“And somewhere in the Garden of Eden the Lord took an innocent animal, and before the eyes of Eve and Adam, God slew that innocent animal and the ground drank up its blood. This is the beginning of ‘The Scarlet Thread Through the Bible.’ With the sacrifice of an innocent animal, God took coats of skin and covered over the shame and the nakedness of the man and his wife. This is the first sacrifice, and it was offered by the hand of Almighty God.”[1] What does this have to do with Easter?

What W.A. Criswell calls the “scarlet thread” are the prophecies, pictures, and promises God has given about the redeemer who would come into the world and solve the world’s sin problem. Alfred Edersheim has identified more than 450 prophecies in the Old Testament that point us toward that coming Messiah, our Redeemer![2]

You don’t have to read very far into the book of Genesis before you run into the theme of animals being killed, their blood being shed, as a result of sin. The first account is when God killed the animal to provide coverings for Adam and Eve—who had suddenly discovered they were naked, and were ashamed. God covered them, but it cost an animal its life.

Moving on the Genesis 4, Adam’s sons Cain and Abel presented offerings to the Lord. Abel presented an animal, but Cain presented vegetables.  The animal—the blood sacrifice—was accepted, the vegetables—perhaps an early example of “works” religion—were not. 
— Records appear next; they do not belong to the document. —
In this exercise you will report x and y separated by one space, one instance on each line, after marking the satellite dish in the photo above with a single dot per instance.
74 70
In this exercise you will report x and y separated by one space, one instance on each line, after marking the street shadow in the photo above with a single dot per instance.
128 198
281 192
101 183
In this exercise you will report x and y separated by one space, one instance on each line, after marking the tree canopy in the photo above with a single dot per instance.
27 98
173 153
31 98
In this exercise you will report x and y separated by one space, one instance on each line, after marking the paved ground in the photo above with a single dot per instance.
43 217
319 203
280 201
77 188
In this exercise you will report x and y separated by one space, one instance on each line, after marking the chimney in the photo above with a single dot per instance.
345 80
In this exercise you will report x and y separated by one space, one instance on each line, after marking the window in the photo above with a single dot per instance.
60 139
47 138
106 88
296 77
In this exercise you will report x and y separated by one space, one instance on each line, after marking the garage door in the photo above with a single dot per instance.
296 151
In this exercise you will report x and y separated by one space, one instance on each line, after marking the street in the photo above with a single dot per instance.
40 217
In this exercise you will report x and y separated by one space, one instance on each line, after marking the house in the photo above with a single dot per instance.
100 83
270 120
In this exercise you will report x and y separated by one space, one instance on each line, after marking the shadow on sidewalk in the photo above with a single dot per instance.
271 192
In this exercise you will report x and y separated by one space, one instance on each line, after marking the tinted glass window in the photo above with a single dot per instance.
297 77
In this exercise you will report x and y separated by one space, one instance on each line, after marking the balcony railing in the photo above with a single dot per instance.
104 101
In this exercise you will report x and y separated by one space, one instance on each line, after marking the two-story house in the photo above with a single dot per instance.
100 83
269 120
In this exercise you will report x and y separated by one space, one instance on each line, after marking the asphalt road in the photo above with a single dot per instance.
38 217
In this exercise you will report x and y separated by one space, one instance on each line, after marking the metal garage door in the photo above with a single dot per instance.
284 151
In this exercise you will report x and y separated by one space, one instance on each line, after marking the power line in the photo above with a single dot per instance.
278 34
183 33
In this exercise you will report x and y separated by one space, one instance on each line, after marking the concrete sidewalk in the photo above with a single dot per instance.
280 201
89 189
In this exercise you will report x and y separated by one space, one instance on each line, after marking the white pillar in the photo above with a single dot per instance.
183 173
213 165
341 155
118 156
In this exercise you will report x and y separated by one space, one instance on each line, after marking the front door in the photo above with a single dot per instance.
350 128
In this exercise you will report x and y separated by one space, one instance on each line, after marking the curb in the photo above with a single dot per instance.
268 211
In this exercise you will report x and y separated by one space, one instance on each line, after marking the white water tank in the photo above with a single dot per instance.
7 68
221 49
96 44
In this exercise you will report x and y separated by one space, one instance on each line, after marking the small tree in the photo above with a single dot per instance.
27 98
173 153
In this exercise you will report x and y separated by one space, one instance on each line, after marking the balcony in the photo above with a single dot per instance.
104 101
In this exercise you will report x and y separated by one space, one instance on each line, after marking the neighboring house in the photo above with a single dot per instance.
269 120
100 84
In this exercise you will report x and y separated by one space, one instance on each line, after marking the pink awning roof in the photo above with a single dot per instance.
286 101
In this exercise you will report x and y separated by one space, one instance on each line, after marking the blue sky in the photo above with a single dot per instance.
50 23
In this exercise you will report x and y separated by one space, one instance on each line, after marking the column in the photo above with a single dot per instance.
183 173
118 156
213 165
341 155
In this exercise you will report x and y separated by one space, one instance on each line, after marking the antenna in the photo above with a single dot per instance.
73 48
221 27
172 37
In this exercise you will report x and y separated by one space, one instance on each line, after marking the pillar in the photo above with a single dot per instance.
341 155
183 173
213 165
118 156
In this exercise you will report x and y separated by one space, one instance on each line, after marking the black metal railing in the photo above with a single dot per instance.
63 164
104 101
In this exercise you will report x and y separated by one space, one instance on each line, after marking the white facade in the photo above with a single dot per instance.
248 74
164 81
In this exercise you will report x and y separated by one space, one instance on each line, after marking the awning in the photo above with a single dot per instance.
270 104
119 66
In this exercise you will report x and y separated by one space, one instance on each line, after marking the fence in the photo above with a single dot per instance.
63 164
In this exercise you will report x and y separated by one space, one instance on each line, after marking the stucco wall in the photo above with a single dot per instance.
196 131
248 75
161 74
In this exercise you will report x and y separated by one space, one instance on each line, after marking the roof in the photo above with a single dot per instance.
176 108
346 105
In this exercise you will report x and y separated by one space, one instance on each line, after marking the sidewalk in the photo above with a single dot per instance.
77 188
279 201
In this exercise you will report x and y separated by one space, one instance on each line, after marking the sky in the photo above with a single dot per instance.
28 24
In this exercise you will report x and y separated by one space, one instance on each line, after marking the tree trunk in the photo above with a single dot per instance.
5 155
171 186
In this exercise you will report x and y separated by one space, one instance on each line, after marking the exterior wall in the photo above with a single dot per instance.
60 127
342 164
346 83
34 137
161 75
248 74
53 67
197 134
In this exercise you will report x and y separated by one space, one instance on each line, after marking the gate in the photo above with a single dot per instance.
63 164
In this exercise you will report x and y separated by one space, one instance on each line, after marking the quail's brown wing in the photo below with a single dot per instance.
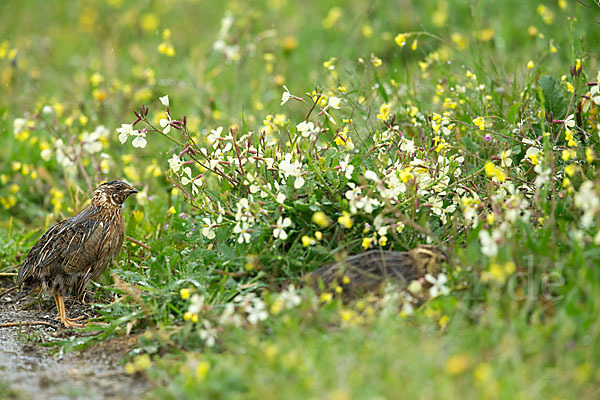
59 244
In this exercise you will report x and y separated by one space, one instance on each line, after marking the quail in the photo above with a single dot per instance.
366 272
77 249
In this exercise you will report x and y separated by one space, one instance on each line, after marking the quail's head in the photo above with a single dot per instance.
113 192
429 258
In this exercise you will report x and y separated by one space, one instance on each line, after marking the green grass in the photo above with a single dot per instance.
521 317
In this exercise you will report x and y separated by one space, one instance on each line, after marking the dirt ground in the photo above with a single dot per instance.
31 371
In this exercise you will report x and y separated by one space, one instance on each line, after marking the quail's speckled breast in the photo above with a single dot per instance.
77 249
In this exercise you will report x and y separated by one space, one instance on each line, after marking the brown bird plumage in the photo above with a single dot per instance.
77 249
366 272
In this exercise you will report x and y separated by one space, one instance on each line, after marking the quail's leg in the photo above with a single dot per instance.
62 313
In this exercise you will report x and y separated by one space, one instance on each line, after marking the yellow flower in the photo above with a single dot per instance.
494 172
185 293
326 297
400 39
366 243
570 169
589 155
479 122
570 87
142 362
384 111
202 369
376 61
345 220
321 219
307 241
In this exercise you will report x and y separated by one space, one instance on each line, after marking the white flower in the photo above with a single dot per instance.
91 142
334 102
281 198
279 231
354 192
164 100
175 163
208 228
257 311
208 333
285 96
140 140
124 132
165 123
46 154
505 157
289 168
570 121
299 182
290 297
215 134
438 285
243 229
305 128
372 176
489 242
19 125
595 90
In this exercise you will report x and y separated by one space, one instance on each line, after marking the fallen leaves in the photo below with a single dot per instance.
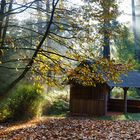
72 129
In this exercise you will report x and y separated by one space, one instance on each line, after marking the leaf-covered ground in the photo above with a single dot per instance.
71 129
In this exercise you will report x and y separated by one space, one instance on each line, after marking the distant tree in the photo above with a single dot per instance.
69 33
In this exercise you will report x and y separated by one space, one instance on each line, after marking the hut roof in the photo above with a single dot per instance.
132 79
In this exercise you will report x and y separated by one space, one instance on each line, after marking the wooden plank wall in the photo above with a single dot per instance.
87 101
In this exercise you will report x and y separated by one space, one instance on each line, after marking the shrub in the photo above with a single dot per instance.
23 103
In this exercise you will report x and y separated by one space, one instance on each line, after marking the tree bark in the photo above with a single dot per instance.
29 65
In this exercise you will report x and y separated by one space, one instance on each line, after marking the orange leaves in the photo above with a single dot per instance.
70 128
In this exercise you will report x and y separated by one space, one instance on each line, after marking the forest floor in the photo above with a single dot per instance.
54 128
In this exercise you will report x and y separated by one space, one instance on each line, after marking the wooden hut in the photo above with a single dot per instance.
88 100
94 101
131 80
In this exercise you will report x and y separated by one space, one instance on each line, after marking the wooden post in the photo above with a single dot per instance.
109 92
125 99
106 99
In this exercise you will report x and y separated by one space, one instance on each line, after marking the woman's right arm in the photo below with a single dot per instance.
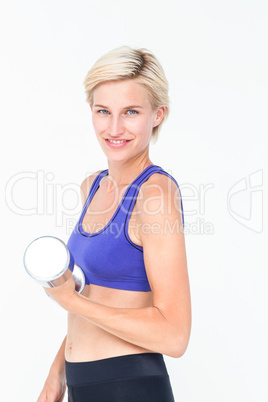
55 385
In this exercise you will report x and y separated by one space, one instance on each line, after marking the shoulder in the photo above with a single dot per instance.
159 203
159 192
86 185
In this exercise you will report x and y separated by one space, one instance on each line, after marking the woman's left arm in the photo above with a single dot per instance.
164 327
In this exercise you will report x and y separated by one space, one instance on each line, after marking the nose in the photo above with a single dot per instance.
116 127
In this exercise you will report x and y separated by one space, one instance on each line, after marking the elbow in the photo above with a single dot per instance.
176 345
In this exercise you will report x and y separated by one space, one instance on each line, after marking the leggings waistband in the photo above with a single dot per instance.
113 368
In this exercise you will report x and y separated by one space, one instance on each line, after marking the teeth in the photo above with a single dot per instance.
117 142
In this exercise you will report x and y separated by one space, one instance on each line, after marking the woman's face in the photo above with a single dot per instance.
123 119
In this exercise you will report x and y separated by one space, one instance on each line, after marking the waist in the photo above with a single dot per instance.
113 368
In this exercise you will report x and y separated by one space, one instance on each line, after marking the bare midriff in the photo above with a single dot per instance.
87 342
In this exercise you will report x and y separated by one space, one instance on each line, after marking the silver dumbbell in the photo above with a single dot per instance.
48 260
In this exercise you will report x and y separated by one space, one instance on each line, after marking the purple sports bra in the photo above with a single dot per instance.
108 257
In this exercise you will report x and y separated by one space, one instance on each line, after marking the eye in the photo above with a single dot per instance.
102 111
132 112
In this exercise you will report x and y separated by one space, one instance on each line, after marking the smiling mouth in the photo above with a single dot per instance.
117 141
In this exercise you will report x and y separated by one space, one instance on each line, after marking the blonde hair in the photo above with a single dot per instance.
129 63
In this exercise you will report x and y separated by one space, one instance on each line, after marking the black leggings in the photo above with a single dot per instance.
139 377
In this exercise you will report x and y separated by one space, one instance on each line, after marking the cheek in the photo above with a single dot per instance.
98 124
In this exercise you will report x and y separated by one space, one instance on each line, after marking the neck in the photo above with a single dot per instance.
123 173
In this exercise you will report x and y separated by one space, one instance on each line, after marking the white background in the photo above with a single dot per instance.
215 57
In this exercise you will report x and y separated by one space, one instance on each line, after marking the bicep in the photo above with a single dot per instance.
165 261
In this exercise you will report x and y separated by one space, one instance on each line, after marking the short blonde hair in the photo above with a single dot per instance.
129 63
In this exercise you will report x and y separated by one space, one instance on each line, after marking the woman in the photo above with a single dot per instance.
130 244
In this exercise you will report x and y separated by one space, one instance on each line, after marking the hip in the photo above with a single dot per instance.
134 377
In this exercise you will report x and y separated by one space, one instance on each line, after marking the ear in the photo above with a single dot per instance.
160 113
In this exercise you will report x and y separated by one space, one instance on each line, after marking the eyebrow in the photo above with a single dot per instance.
127 107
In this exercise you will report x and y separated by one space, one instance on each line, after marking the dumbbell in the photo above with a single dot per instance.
48 261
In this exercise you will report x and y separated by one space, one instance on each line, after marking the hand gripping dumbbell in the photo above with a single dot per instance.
48 260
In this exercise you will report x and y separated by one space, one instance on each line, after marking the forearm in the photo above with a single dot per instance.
145 327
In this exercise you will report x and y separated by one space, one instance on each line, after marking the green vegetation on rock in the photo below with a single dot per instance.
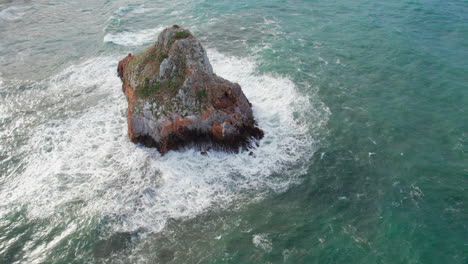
181 35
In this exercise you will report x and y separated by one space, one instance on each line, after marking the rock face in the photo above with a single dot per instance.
175 99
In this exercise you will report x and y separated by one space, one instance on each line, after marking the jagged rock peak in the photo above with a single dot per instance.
175 100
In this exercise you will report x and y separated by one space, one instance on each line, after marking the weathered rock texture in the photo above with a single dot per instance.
175 99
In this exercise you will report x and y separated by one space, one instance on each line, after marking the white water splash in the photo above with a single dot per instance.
87 160
12 13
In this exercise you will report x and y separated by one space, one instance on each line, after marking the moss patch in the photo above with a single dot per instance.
181 35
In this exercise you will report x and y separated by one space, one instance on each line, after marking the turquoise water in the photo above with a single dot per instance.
365 159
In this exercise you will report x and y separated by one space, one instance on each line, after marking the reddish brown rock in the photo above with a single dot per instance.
175 100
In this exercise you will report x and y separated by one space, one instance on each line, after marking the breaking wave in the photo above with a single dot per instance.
134 38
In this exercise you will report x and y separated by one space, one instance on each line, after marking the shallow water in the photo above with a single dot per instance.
364 159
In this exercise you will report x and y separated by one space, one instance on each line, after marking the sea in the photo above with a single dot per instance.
364 105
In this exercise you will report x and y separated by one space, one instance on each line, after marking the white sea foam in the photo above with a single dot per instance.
12 13
263 242
86 163
134 38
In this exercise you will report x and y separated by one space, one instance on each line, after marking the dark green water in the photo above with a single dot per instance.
365 159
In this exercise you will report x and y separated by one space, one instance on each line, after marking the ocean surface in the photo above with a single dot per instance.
364 105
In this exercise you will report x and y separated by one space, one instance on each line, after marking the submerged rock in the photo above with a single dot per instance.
175 99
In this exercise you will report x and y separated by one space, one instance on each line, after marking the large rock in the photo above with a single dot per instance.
175 99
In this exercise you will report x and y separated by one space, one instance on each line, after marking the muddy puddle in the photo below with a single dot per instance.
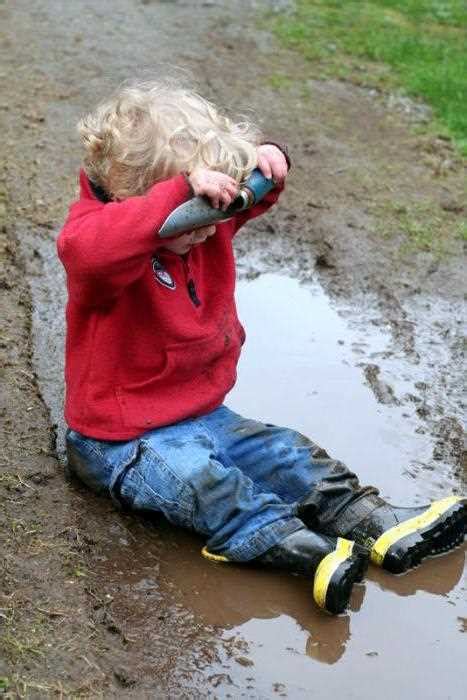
240 632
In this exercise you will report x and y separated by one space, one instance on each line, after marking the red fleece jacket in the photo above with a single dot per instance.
152 337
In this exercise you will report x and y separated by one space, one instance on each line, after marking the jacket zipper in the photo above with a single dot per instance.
190 282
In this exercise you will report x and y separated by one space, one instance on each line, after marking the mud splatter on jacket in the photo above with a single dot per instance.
152 337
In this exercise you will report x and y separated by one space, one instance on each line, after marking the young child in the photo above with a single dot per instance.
153 342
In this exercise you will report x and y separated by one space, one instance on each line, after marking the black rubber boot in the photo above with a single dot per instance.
397 538
334 564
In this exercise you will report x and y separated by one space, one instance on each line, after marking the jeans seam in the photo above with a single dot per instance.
186 486
262 539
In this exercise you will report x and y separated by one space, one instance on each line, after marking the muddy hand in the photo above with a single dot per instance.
220 189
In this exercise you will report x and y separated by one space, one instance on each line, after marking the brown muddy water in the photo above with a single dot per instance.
373 372
303 366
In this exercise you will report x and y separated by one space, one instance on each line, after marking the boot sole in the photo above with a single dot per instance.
439 529
336 575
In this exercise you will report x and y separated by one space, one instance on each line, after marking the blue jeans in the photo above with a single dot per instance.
237 482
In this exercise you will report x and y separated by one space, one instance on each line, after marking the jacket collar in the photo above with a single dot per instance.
89 190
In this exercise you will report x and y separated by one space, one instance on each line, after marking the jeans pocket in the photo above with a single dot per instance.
150 485
98 463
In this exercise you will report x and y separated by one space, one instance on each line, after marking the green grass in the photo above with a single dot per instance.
417 45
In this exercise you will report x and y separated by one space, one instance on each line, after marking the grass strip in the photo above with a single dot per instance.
417 45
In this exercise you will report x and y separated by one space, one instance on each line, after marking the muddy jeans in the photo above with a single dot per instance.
236 481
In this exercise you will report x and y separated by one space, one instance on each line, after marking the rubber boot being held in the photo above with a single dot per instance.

Moving on to the book of Exodus, we read about how the Israelites were set free from captivity in Egypt. They were warned that on a particular night they were to kill an animal and apply its blood to the doorposts of their homes. If they did so, the angel would “pass over” their home. If they did not do as instructed, the firstborn son and firstborn of their animals would die. “Then the Israelites went and did this; they did just as the Lord had commanded Moses and Aaron. Now at midnight the Lord struck every firstborn male in the land of Egypt, from the firstborn of Pharaoh who sat on his throne to the firstborn of the prisoner who was in the dungeon, and every firstborn of the livestock” (Exodus 12:28-29).

In Leviticus we have chapter after chapter explaining all the sacrifices the Israelites were to offer. There were burnt offerings, meal offerings, peace offerings, sin offerings, trespass offerings, all meant to bridge that gap between sinful men and a holy God. https://www.youtube.com/embed/RWKmJiWOn0w?feature=oembed

When the sacrifice involved an animal, uniformly God required the animal be “without blemish.” In other words, no foisting off the runt of the litter or a lame or otherwise useless animal. No, God demanded the best. And He demanded that its blood be shed. 

In his book Christ B.C., Bill Myers asks, 

“Why is God so interested in all this blood stuff? I mean it sounds so sick and grotesque. That’s part of the reason. Sin is sick and grotesque. The shedding of all this blood was to help remind us of the brutal and ugly nature of sin. Sin conquers, it devours, it ravages. In short, it destroys life. And instead of that destruction of life falling upon the people, it was transferred to some innocent, ‘unblemished’ animal. Yes, it was ugly and brutal. But so is sin. And yes, it probably disturbed God. But better the destruction of an innocent animal than the destruction of His people.”[3]

In hindsight, of course, we know that all those sacrifices were pointing forward to the unblemished Lamb of God who would become the final sacrifice for our sin.

“But Christ… entered the most holy place once for all time, not by the blood of goats and calves, but by his own blood, having obtained eternal redemption. For if the blood of goats and bulls and the ashes of a young cow, sprinkling those who are defiled, sanctify for the purification of the flesh, how much more will the blood of Christ, who through the eternal Spirit offered himself without blemish to God, cleanse our consciences from dead works so that we can serve the living God” (Hebrews 9:11-14).

Those sacrifices had to be offered again and again, because they simply could not “fix” our sin problem. But while “it is impossible for the blood of bulls and goats to take away sins” (Hebrews 10:4), “the blood of Jesus [God’s] son cleanses us from all sin” (1 John 1:7)!

Under the old covenant, the priest stands and ministers before the altar day after day, offering the same sacrifices again and again, which can never take away sins.  But our High Priest offered himself to God as a single sacrifice for sins, good for all time. Then he sat down in the place of honor at God’s right hand” (Hebrews 10:11-12)


[1] W.A. Criswell, The Scarlet Thread Through the Bible (LifeWay Press, 2014), p. 13.

[2] Alfred Edersheim, Life and Times of Jesus the Messiah (Endeavour Compass: Kindle Edition), Appendix IX.

[3] Bill Myers, Christ B.C.: Becoming Closer Friends with the Hidden Christ of the Old Testament (Regal Books, 1990), pp. 22-23.